Saturday, September 25, 2004




See the previous post below for more details on the impact to schools and the Chesapeake Bay.

An explanation of the headlines above:

1. FRANCES ZONE: Jeanne is expected to become a major hurricane prior to landfall, as well as impact a wide swath of the eastern Florida coastline that encompasses all of the hard-hit areas from Charley and Frances. Areas in line for a prolonged period of tropical storm and hurricane force winds include the West Palm Beach to the Lake up to Orlando - over to Daytona - and south. Landfall is expected between, surprise... Fort Pierce and West Palm Beach.

Disneyworld will once again be severely impacted by this storm, with another round of considerable tree damage due to the heavy rains just days ago resulting from the remnants of Ivan that crossed the Peninsula. I expect the park to be closed later today, all day Sunday and Monday, re-opening Tuesday.

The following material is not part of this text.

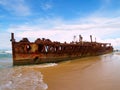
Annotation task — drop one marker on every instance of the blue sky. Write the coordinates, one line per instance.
(60, 20)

Aside from downed trees, the power grid problem will become almost unmanageable for a period. Crews trying to repair or rebuild power grids in neighborhoods will be hampered for several weeks not only by the downed lines, but the massive coverage of debris. It is hard to rebuild poles and lines when the area in which you need to work is blocked by a twisted,
mangled, dangerous pile of debris.

2. DANGEROUS, DEADLY DEBRIS. This is a situation probably no community has ever faced. There will be scores of towns coated with the debris of other towns. It becomes a real danger when you consider all the children who will be off school for another long period of time. Neither you nor I can imagine the overwhelming amount of storm debris still on the ground from Charley and Frances. The winds from both storms were not Category 3 when they reached this area, but this one probably will be. Now insert the children into this mess, who have a natural curiousity to want to wander into all of it. This will be an extremely tough time on all parents in Florida trying to keep their children safe from this nightmare.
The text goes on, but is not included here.